Obviously, because I’ve been blogging since the dawn of creation, and have a terribly bad habit of ‘oversharing’ my most toe-curlingly personal information, there’s probably very little you don’t know about me already. But I’ll try to come up with something original. Here goes:
- I am, very occasionally, prone to bouts of hysteria. These are generally prompted by my getting really cross (a very rare occurrence in itself) or a dangerous cocktail of hormones and a sudden realisation of The Unfairness Of It All. My hysterics are, by and large, kitchen-based. My men-folk, who are well used to my little outbursts by now, sit patiently, flicking ‘here she goes again’ glances at each other while I rant and rave and slam things about, and afterwards dish out tea/wine and sympathetic hugs. The only person outside my family ever to witness one of my meltdowns is my bestest friend in the whole wide world, Jen, but it’s okay because I’m sure she never does impressions of me mid-rant *cough*.

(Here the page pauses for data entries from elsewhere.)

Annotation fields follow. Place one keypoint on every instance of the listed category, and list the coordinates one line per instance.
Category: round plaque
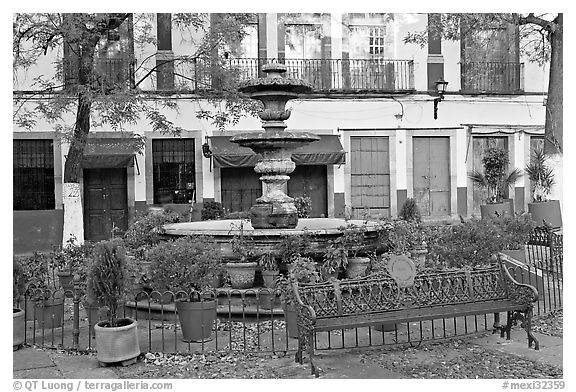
(402, 270)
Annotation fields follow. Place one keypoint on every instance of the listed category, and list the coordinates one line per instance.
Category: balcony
(109, 72)
(326, 75)
(492, 77)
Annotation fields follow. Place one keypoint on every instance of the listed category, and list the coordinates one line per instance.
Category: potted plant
(68, 260)
(543, 210)
(116, 338)
(410, 211)
(495, 180)
(142, 234)
(19, 322)
(304, 270)
(335, 258)
(44, 303)
(292, 247)
(303, 206)
(241, 269)
(269, 268)
(356, 261)
(187, 268)
(408, 237)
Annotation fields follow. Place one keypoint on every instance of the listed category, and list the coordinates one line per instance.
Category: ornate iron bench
(401, 296)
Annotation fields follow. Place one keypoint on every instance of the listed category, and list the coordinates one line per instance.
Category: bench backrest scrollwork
(380, 292)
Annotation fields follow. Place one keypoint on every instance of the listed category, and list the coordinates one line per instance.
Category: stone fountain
(274, 215)
(274, 209)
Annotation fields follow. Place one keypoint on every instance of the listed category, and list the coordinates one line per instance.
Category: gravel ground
(451, 359)
(458, 359)
(550, 324)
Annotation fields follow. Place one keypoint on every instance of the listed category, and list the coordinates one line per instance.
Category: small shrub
(293, 246)
(304, 270)
(143, 233)
(303, 206)
(405, 236)
(237, 215)
(212, 210)
(107, 276)
(541, 175)
(473, 243)
(18, 281)
(267, 262)
(71, 257)
(410, 211)
(38, 274)
(185, 264)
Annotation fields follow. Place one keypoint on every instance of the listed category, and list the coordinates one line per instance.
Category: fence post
(76, 312)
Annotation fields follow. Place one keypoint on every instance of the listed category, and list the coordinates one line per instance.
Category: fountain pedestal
(274, 209)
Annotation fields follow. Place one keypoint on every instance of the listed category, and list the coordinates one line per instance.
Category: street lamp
(441, 85)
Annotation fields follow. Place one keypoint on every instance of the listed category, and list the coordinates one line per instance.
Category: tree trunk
(71, 195)
(553, 144)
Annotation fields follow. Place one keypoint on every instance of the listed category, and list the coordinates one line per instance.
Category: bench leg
(527, 325)
(310, 342)
(497, 326)
(508, 328)
(299, 354)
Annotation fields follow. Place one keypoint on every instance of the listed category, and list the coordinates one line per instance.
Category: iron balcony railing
(492, 77)
(326, 75)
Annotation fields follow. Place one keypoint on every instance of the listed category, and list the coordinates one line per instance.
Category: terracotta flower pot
(18, 328)
(47, 314)
(117, 344)
(496, 209)
(241, 274)
(269, 278)
(266, 299)
(356, 267)
(196, 320)
(548, 211)
(291, 318)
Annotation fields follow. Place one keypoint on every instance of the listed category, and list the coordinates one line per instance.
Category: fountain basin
(320, 230)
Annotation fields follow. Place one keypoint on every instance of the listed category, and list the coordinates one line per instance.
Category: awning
(326, 151)
(109, 152)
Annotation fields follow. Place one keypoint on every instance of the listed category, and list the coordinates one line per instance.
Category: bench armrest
(306, 314)
(519, 292)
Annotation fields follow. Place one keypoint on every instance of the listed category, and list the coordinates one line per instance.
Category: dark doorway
(240, 187)
(432, 175)
(105, 203)
(310, 180)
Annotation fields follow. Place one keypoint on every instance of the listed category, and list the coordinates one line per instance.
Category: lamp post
(441, 85)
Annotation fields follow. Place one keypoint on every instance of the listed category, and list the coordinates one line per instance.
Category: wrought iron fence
(324, 74)
(492, 77)
(254, 320)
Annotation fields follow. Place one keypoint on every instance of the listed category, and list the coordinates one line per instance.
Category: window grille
(173, 171)
(33, 174)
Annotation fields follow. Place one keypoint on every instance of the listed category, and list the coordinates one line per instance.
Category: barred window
(33, 169)
(173, 171)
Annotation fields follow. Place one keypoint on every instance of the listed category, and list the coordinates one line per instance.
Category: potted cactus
(303, 270)
(495, 180)
(44, 303)
(543, 210)
(116, 338)
(241, 268)
(19, 323)
(187, 267)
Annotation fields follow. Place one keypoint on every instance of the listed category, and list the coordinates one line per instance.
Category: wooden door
(432, 175)
(311, 181)
(479, 146)
(370, 176)
(105, 203)
(240, 187)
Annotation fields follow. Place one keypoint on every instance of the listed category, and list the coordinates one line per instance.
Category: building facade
(372, 106)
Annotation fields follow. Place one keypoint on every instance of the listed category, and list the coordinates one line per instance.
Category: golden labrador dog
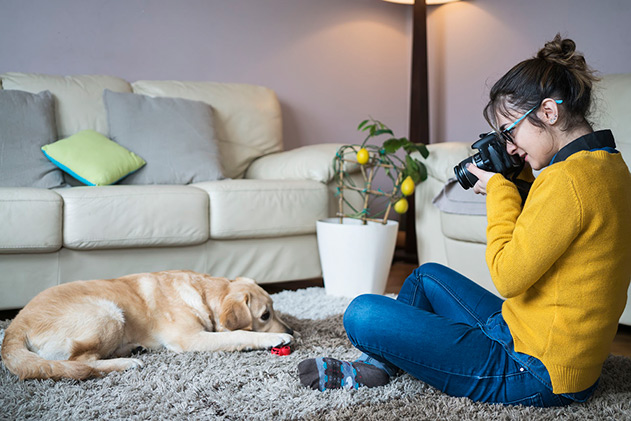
(71, 329)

- I was once sacked from my job as a letting agent for crashing my company car into a brick wall when I was supposed to be off sick in bed with the flu. As penance, I had to lie prone on my stomach for what seemed like hours as my poor, doting Hubby picked small shards of glass out of the backs of my legs with a pair of tweezers (I’d been wearing shorts and the windscreen had shattered). Disclaimer: if you’re the owner of that wall, none of this is true.

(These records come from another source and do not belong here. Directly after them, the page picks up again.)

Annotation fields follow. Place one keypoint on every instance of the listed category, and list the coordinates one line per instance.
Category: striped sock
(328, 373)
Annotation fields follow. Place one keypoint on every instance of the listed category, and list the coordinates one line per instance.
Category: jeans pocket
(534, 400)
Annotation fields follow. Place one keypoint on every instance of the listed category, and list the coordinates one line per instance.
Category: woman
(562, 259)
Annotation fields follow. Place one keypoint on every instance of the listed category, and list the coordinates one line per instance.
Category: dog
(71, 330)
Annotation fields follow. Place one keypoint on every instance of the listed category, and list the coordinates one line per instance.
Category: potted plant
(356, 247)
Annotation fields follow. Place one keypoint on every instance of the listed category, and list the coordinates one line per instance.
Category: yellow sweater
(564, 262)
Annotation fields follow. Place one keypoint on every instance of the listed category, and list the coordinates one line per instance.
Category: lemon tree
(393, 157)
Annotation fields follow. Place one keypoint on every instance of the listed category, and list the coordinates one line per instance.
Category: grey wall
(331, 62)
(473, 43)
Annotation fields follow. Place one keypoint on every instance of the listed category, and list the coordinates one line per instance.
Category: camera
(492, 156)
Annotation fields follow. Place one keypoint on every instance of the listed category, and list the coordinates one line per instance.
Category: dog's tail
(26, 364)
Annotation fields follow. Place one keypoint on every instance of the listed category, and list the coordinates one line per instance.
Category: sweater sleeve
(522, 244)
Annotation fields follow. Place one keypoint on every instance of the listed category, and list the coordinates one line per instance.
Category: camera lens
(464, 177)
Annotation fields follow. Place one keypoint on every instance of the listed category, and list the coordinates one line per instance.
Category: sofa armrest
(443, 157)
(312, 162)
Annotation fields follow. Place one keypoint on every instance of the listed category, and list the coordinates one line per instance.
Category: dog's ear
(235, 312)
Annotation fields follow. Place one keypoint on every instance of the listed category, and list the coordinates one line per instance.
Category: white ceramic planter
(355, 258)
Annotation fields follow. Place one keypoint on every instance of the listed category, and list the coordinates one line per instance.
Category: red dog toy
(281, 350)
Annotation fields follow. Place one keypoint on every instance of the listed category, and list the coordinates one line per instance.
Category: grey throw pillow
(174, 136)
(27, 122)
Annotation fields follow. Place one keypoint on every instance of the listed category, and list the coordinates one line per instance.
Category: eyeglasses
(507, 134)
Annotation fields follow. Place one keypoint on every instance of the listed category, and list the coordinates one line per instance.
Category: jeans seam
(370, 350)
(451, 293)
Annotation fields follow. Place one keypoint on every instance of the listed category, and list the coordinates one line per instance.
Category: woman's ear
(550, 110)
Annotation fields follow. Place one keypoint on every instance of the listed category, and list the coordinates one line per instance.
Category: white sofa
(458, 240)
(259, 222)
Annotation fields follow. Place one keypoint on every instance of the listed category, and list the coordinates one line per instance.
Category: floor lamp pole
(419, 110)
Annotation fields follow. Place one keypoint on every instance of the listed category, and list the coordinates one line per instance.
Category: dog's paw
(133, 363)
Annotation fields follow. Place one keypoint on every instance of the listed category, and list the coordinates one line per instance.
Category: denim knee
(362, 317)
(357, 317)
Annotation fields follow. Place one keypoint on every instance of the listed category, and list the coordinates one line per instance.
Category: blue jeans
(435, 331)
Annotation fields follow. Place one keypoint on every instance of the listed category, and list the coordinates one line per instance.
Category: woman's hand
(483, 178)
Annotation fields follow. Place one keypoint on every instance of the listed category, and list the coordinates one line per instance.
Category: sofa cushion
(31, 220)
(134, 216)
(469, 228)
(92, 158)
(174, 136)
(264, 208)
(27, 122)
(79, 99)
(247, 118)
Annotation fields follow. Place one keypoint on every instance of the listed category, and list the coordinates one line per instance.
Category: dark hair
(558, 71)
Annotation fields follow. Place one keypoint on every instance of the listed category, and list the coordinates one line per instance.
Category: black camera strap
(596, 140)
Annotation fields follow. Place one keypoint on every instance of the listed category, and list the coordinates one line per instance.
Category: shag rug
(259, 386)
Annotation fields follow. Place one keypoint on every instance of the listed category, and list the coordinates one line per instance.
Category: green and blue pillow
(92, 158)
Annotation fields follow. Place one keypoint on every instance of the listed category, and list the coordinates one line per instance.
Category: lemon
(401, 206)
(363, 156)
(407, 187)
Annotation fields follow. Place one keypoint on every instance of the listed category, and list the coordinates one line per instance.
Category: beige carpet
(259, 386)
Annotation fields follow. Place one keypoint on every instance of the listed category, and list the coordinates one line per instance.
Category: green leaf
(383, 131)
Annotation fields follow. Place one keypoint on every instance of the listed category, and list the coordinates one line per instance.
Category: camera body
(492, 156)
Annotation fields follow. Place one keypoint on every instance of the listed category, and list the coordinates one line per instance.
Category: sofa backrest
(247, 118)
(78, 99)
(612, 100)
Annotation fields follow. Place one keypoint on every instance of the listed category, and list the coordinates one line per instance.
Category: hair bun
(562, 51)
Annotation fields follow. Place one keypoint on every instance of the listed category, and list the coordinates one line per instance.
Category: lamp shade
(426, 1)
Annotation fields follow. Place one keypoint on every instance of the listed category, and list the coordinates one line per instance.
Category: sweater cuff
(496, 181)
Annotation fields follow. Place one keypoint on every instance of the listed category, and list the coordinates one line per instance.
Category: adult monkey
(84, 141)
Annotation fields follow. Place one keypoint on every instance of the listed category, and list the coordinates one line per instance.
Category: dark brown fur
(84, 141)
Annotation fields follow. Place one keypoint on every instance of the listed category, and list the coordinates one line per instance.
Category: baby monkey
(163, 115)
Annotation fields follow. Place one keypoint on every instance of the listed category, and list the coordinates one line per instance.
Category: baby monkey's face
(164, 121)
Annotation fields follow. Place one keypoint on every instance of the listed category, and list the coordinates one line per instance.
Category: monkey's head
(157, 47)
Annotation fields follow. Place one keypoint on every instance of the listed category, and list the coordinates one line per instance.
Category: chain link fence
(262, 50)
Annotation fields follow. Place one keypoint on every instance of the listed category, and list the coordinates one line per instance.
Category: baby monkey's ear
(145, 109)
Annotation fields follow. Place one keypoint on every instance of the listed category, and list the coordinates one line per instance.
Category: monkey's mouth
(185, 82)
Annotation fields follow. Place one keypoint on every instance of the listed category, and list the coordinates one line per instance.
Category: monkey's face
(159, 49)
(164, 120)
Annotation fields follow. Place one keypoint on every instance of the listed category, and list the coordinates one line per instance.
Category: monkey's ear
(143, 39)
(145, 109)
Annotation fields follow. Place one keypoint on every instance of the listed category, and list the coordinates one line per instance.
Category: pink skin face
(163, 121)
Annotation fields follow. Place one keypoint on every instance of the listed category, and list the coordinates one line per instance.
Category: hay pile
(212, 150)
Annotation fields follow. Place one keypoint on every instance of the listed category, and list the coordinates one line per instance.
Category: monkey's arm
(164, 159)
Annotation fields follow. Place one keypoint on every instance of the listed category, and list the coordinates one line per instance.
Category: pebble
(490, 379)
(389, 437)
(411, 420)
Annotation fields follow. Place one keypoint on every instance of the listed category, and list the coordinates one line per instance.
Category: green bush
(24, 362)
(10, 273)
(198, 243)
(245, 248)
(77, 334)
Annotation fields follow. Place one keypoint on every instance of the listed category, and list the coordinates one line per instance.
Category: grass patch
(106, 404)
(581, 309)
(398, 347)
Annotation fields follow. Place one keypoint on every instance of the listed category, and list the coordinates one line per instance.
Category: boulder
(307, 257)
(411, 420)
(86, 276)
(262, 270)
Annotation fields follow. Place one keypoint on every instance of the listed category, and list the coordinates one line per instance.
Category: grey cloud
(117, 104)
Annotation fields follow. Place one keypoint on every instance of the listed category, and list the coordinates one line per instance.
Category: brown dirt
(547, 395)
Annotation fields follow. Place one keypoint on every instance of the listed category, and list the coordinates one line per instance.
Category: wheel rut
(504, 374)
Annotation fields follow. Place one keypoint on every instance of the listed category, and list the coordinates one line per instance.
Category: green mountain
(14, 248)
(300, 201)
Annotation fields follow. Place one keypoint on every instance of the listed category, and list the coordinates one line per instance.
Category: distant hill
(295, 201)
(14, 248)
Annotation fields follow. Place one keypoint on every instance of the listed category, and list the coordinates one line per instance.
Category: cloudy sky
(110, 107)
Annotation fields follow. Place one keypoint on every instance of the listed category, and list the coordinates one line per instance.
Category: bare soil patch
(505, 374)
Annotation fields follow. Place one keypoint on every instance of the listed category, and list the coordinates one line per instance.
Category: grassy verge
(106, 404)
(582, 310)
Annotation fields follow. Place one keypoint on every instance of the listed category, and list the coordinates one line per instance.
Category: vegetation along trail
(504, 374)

- As a borderline social-phobic, I definitely have the potential to be one of life’s mad cat ladies. Had I not married and brought forth De Brevren, I could well have ended up drinking myself into a stupor in a stinky council house in Hemel Hempstead with a sticky kitchen floor, one armchair and a ‘family’ of seventeen moth-eaten moggies.
- I read really, really fast. I’m not sure if it’s skim-reading or what, but I can easily do a novel in one bathtime and an early night. My family are aware of this and keep me constantly in paperbacks, lest I run out of reading material and descend into hysteria (see point 1.) After about three weeks, however, I have little or no recall of the plot which is quite handy as it means I can occasionally recycle my reading material.

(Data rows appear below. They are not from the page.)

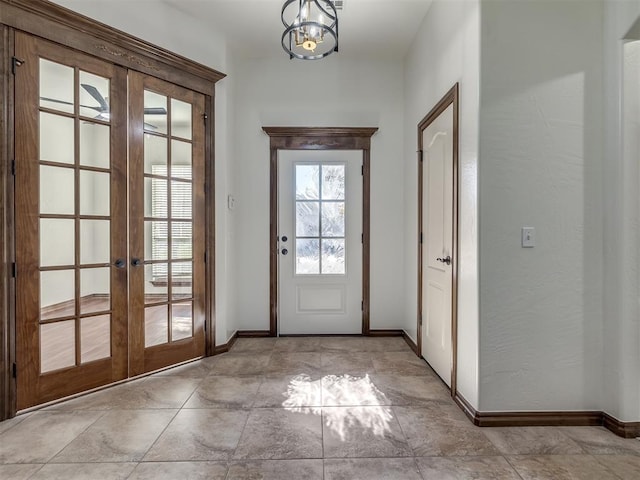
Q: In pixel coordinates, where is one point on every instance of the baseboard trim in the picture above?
(552, 419)
(386, 333)
(225, 347)
(253, 333)
(622, 429)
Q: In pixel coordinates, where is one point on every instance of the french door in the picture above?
(107, 282)
(167, 220)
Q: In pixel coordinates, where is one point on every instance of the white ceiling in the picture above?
(367, 28)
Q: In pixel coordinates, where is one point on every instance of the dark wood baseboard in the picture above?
(554, 419)
(225, 347)
(622, 429)
(253, 333)
(386, 333)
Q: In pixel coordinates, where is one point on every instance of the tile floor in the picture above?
(342, 408)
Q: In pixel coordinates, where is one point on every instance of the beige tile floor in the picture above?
(297, 408)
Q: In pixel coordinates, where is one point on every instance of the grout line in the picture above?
(512, 466)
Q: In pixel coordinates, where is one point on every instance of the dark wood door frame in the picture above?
(319, 138)
(67, 28)
(450, 98)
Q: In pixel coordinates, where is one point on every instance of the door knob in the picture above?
(446, 259)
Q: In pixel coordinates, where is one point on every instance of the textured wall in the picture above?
(622, 216)
(446, 51)
(332, 92)
(541, 166)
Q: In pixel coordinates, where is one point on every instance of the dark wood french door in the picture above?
(109, 236)
(167, 196)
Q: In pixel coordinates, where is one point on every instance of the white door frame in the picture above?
(450, 98)
(318, 138)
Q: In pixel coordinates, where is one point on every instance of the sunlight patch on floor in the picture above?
(367, 411)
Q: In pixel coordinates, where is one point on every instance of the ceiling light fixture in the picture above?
(311, 28)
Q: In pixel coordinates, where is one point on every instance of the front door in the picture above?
(167, 192)
(320, 241)
(71, 229)
(437, 249)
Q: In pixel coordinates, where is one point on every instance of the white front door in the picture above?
(320, 246)
(437, 211)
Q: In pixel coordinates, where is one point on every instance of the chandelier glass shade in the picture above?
(311, 28)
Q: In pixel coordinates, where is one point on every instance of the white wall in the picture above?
(446, 51)
(622, 213)
(194, 39)
(333, 92)
(541, 166)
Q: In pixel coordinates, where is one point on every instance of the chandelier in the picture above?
(311, 28)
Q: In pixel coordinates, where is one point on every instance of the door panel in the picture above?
(320, 226)
(437, 210)
(166, 224)
(71, 301)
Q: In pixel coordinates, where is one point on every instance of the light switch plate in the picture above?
(528, 237)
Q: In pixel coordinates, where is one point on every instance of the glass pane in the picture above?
(57, 345)
(57, 294)
(94, 96)
(181, 200)
(95, 290)
(333, 219)
(95, 241)
(156, 325)
(94, 145)
(156, 240)
(57, 242)
(180, 159)
(95, 338)
(307, 182)
(181, 321)
(155, 112)
(57, 186)
(181, 240)
(181, 277)
(333, 256)
(155, 197)
(307, 219)
(94, 193)
(155, 282)
(155, 154)
(180, 119)
(307, 257)
(56, 86)
(333, 182)
(56, 138)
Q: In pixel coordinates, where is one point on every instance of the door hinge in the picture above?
(15, 62)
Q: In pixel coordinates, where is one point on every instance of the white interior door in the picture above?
(320, 246)
(437, 211)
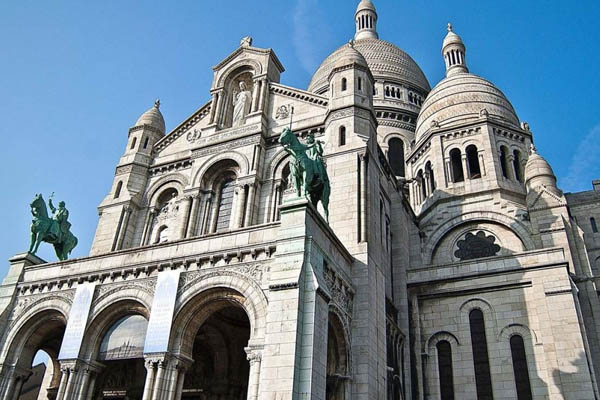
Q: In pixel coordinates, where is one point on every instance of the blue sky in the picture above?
(75, 76)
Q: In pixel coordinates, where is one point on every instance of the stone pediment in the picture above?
(542, 198)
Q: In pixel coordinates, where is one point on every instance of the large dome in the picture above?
(463, 97)
(385, 60)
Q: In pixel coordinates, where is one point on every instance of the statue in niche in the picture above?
(241, 105)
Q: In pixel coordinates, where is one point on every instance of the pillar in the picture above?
(255, 94)
(84, 385)
(64, 377)
(193, 220)
(240, 206)
(159, 381)
(70, 384)
(148, 225)
(255, 357)
(364, 171)
(91, 387)
(185, 216)
(250, 206)
(149, 384)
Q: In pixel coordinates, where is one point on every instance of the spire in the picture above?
(454, 51)
(366, 21)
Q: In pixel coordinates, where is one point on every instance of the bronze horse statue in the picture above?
(309, 174)
(49, 230)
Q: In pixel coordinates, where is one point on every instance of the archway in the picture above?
(220, 369)
(42, 333)
(337, 360)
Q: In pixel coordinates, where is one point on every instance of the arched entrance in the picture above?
(42, 333)
(120, 351)
(215, 337)
(337, 360)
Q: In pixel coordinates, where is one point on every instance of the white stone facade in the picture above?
(452, 267)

- I have an enormous, unsightly and somewhat slug-like scar on my arm, the result of three or four really painful bouts of plastic surgery. All this pain and torment was self-inflicted to remove an ill-advised teenage tattoo that, with hindsight, probably wasn’t that bad in the first place. This was in the 1990s, prior to the discovery of today’s easy peasy ‘whip it off by laser’ techniques. My mother has so far resisted the urge to utter ‘I told you so’. It must be killing her.
- When I was at school in the fashion black hole that was the 1980s, I used to bleach my fringe white. My Disreputable Dad used to refer to it as ‘that blob of custard on your head’.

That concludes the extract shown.